Thursday, January 14, 2010

for me, it feels like im coming home

something exciting and liberating cleaning after a day of cooking and lounging. wow, a lot of -ing in that sentence. the kitchen flood is drying right now so i figured i would pen a little.

big happenings yesterday. i said "fuck it" to a few things and did what i wanted to. back to that living life bit i was so focused on the other day. i went a saw a friend on her first day of bar tending ever and at a new job to boot! poor little critter was a bit overwhelmed but she seemed to be picking it up ok. she is young, cute and russian, so im sure she will have no issue making money there. ive often wished i was a chick bar tender. they really do make so much more money than the guys do. i suppose it evens out though for professional men make more money and get promoted more often. that is a whole line of thinking that i really dont want to go into right now.

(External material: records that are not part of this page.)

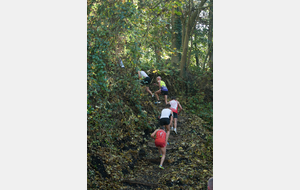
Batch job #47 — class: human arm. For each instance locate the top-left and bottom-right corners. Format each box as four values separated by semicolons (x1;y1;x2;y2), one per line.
177;101;183;115
151;129;159;139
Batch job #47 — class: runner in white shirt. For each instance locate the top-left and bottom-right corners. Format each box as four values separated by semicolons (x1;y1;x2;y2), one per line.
159;104;173;144
138;71;154;98
169;96;183;134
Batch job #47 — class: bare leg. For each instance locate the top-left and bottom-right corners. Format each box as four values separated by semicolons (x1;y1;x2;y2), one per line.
160;145;167;166
165;125;170;143
165;95;168;105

after drinking, i went and drank some more at my work while trivia was going on. i cant guarantee that i was helpful to any teams in any way, but i had a good time chilling with my all my friends. it seems that i can make myself have a good time so long as i put forth the effort and let go of myself for a minute.

this very strict form of control that i keep on myself creates a lot of problems for me, but at the same time it makes me feel a bit more in charge of where im going. i maintain this facade of of strength and sturdiness that carries me through the days. it makes my outwardly appearance seem much more unbreakable than i actually am. i tell myself so often that i am as inflexible and steadfast as a mountain that i have come to let it take over who i am. i like it though and it has made me into a very successful person.

my strength is in my convictions. not even my convictions towards other, but my promises to myself. i live by a set of rules. not anyone elses rules. rules ive set for myself after the life i have lived. i could list some of them but some of them cannot be translated into words. the list seems incomplete with my tiny subconscious nudgings. so i leave it in my head, governing my life from the distance of brain to toes.

enough of my self sculpting and bragging. its time to go live.